The distinction between image processing and computer vision is a difficult and subjective one. We reserve the name computer vision for those parts of the fields where we interpret visual information in terms of the entities in the 3D world that are depicted in the image.
We start this part with the description of the pinhole camera being the model for most of our imaging devices. The pinhole camera models the standard photo camera’s, it models the eye, video camera’s etc. It will turn out to be a surprisingly simple model (just one matrix multiplication).
In computer graphics the camera matrix is most often set by the programmer (user) when rendering a virtual scene on the computer screen. In computer vision on the other hand, the camera is real and its parameters (geometrical and optical) and position and orientation in space have to be learned from measurements. Estimating these unknown parameters is called camera calibration and it is a not a trivial task to do correctly and accurately. In these notes we sketch the basic math to understand what calibration is all about.
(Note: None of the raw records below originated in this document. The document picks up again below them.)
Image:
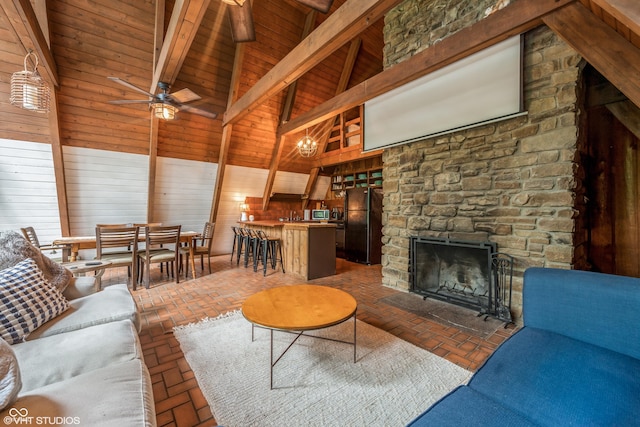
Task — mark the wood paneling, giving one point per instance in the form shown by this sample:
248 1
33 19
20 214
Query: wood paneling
28 185
104 187
91 41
The pinhole camera projects a 3D scene onto a 2D retina. In such a projection information is lost. All points on a straight line from the optical center of the camera are projected on the same point on the retina. We thus cannot recover depth from one image. At least not from one point (pixel) in the image. Using our knowledge of the 3D world around us the human visual brain is capable of inferring depth of what is seen.
We need two eyes/camera’s at least to measure depth. We will look at the setup with two camera’s (stereo vision) and model the way the two images are related and how we can recover depth from the two views.